Ignite 2015 Wrap up
By blurg64
For the past few days I was lucky enough to attend the Microsoft Ignite conference in Chicago to hear about all the new stuff coming from Microsoft and I have to tell you, it’s pretty exciting.
The conference itself was massive, over 23,000 attendees as a result of merging Tech Ed, Microsoft Management Summit, the SharePoint Conference, Project Conference, Exchange Conference and Lync Conferences together. If I had to think about it, I would say it was a little too big and Project looked to suffer for it, but their was some great content.
The keynote was massive, but seemed a little disjointed. Talking to a number of people, it felt as if all the good stuff had been announced earlier or at Build the week before. Ignoring that though, there was some great demo’s from Julia White and my ex-colleague Ben Walters. The highlight had to be Gurdeep Pall (sorry Ben) , who was funny and engaging.
This conference was to be the coming out party for SharePoint 2016, and whilst it’s still early days for the on-premises product, there were some key announcements, including:
- MinRole concept – simplifying the ability to define which roles servers will take and the knock on effect of significantly reducing the patching overhead
- Hybrid – SharePoint 2016 on-premises will make hybrid a first class citizen and augment on-premises capabilities with cloud services
- Next Gen Portals – Awesome ready to go, quick and simple portals that can be up in a matter of minutes
- Improved Management Tooling including zero downtime patching – Wow
- Fast Site Creation – Sites will be created within the DB, instead of having to create templates with their various feature dependencies, making the process much much simpler.
- and finally, the official announcement of the merging of the Project DB into the SharePoint Content DB.
I’ve heard about the merging for a while now for Project Online and it’s a pretty impressive achievement. When a PWA instance was first created, Project Online used to provision a Project DB per tenant. So if there were 100’s of tenants, there would be 100s of databases, all needing to be managed, maintained etc. driving up the cost of goods sold (COGS). Now between going live and early 2014, the Project team managed to consolidate all these databases and fold them into the SharePoint Content DB’s without a single incident or impact on availability. A massive achievement for the team at Project.

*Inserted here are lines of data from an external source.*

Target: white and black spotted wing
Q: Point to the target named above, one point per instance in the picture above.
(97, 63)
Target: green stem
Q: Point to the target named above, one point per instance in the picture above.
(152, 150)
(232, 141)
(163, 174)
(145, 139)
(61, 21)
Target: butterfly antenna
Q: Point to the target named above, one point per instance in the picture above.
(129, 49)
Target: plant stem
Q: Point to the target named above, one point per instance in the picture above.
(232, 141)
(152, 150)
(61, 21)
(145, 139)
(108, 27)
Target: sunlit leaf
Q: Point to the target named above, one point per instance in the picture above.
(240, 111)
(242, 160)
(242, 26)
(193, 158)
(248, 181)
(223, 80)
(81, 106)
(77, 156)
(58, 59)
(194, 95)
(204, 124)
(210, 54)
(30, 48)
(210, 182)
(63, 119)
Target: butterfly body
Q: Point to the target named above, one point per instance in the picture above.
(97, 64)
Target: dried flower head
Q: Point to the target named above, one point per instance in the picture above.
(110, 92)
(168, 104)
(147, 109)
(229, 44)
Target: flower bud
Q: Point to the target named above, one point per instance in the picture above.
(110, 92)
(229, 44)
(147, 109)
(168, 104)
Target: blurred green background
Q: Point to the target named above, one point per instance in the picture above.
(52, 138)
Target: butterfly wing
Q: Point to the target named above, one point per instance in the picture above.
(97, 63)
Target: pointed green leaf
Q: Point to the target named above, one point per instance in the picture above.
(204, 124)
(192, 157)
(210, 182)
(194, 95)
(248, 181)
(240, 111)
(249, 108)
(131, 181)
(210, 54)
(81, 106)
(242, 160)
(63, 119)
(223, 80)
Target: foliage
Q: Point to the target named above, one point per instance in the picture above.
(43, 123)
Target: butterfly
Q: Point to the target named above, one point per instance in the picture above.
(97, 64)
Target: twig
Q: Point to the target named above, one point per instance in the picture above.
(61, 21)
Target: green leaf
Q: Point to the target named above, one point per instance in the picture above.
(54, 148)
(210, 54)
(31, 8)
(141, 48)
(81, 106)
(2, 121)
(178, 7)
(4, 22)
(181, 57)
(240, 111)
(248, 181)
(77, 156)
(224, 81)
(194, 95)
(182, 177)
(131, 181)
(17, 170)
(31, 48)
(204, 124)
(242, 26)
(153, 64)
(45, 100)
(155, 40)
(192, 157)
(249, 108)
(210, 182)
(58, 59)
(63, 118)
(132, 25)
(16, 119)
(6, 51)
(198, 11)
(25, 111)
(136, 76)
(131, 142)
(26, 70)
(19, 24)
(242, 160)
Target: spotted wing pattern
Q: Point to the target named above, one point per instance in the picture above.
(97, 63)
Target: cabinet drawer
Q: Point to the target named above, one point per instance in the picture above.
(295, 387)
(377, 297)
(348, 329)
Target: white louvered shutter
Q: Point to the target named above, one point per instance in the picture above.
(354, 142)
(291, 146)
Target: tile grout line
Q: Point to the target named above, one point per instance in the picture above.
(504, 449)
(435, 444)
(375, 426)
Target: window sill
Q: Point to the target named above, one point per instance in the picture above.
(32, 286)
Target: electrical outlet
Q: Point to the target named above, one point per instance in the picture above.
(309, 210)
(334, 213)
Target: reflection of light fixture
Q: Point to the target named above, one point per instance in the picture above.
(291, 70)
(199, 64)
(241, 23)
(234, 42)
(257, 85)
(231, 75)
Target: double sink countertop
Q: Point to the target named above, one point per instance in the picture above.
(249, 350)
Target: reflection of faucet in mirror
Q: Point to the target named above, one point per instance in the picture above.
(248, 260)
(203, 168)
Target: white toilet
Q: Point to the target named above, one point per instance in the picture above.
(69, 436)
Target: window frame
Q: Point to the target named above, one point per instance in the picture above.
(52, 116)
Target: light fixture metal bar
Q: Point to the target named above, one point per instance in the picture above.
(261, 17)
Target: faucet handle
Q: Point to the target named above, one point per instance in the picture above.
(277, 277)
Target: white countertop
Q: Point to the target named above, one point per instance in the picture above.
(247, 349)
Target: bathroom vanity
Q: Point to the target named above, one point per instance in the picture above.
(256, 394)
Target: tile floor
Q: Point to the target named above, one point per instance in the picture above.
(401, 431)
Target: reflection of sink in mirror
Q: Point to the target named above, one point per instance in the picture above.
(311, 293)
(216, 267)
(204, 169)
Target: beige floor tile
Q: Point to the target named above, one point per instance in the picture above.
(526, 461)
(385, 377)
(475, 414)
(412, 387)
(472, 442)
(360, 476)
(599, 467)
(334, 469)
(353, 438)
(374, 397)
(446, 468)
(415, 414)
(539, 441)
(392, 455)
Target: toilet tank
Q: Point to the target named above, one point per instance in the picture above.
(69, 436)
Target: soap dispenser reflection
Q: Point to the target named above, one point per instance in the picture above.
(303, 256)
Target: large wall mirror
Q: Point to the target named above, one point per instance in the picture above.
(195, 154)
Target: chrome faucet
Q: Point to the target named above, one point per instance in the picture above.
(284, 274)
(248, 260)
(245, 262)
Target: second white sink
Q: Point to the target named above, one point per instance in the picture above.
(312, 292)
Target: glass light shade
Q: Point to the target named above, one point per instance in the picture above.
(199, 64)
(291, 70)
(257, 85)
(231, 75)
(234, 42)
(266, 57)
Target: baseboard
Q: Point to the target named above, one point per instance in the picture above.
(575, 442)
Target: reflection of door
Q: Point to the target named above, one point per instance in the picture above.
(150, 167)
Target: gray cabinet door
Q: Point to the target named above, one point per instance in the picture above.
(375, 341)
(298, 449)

From a Project perspective, there were a couple of great sessions where with demo’s and announcements of new capabilities including the new multiple timeline support for Project Pro and the new Resource Engagements capability, both of which I will cover in a bit more detail in other posts.
Finally, there was an interesting session on Project Online Customisation Best Practices, which gave some great insights into how to performance tune Project Central, although I am not sure I agree that taking the web parts off the page or removing indicators is the way to go.

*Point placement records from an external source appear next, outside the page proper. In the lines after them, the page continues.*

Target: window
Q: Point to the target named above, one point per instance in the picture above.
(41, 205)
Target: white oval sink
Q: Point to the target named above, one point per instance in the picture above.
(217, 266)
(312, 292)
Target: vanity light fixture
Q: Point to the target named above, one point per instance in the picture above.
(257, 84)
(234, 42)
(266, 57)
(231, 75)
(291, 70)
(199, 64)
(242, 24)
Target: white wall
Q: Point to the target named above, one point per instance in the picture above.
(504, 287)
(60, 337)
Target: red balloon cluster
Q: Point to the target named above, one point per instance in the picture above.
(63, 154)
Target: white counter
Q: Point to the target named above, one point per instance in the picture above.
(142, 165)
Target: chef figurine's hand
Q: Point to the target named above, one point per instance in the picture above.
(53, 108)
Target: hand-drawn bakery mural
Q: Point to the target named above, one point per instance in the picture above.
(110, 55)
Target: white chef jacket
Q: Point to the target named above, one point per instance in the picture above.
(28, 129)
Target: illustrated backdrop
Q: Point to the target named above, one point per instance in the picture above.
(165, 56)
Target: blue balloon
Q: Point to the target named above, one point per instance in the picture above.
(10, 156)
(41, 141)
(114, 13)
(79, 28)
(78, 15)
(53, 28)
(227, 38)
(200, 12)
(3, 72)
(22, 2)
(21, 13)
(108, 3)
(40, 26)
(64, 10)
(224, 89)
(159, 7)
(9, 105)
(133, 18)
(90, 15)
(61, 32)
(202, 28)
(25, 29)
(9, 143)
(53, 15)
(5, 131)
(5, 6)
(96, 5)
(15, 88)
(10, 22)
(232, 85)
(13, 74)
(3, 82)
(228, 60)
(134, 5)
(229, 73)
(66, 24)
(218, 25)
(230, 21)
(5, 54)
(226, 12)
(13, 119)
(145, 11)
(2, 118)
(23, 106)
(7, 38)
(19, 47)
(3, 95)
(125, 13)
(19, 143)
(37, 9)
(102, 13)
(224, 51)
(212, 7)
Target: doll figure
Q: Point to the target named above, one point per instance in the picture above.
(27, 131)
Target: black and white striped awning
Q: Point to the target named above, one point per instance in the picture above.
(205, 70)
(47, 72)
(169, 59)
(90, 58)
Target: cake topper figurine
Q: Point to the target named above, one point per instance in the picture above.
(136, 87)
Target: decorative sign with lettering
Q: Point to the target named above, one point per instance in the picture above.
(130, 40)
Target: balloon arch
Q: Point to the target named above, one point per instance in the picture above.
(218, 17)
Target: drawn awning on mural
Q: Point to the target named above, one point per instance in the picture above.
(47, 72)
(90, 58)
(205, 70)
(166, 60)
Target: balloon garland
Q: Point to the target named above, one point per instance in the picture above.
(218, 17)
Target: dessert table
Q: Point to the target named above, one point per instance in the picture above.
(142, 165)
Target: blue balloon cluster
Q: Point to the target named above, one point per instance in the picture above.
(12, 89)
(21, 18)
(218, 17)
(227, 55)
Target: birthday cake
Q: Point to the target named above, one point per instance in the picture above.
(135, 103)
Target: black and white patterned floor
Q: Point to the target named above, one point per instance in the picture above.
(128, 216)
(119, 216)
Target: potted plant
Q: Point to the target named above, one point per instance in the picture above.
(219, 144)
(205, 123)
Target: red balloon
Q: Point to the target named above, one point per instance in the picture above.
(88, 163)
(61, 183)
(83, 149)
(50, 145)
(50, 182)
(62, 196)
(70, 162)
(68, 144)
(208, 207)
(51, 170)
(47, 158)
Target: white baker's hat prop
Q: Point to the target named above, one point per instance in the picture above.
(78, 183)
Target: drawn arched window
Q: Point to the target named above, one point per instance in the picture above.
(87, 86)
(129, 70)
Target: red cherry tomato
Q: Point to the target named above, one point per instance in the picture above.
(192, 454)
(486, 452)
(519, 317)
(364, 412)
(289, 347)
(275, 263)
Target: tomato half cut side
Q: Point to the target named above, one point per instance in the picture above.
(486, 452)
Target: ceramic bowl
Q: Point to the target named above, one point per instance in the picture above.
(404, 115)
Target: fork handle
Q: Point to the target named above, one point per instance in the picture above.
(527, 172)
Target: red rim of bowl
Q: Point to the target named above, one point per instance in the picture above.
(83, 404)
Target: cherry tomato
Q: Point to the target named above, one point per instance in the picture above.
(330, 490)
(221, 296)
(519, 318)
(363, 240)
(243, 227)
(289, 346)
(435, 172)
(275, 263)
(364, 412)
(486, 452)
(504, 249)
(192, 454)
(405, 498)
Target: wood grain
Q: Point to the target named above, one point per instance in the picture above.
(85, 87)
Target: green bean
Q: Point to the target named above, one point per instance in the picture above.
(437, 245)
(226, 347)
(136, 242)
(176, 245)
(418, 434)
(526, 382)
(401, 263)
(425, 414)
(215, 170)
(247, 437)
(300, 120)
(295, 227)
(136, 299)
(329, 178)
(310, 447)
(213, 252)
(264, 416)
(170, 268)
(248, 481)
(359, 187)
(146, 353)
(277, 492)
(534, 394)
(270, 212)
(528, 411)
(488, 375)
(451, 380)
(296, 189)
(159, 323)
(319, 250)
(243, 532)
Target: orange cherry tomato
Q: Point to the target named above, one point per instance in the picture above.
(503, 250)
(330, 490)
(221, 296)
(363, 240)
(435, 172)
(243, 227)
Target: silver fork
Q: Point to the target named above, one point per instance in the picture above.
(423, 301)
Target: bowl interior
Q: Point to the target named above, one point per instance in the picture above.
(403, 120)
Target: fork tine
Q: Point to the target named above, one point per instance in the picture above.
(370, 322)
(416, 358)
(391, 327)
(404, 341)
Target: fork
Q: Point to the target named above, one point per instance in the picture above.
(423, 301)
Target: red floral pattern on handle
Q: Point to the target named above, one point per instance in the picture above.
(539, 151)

The session was timed to highlight a great new whitepaper published by Microsoft on the subject of Project Online Perf, covering:
- Choosing the right Permission Mode – SharePoint or Project Server and it’s impact on Queue Processing
- Project Site Creation – When to create a project site in online to keep demand management workflow moving along quickly
- PWA Page customisations
- OData – Using Server Side Filters to improve oData Perf
You can read more of the white paper at https://support.office.com/en-us/article/Project-Online-performance-best-practices-12ba0ebd-c616-42e5-b9b6-cad570e8409c?ui=en-US&rs=en-US&ad=US&fromAR=1** **or at http://aka.ms/projectonlineperf
All in all Ignite was really big, full of sessions and it’s going to take me a few days physically to get over it, but it was great to catch up with old friends, make new ones and learn. I am looking forward to Ignite 2016!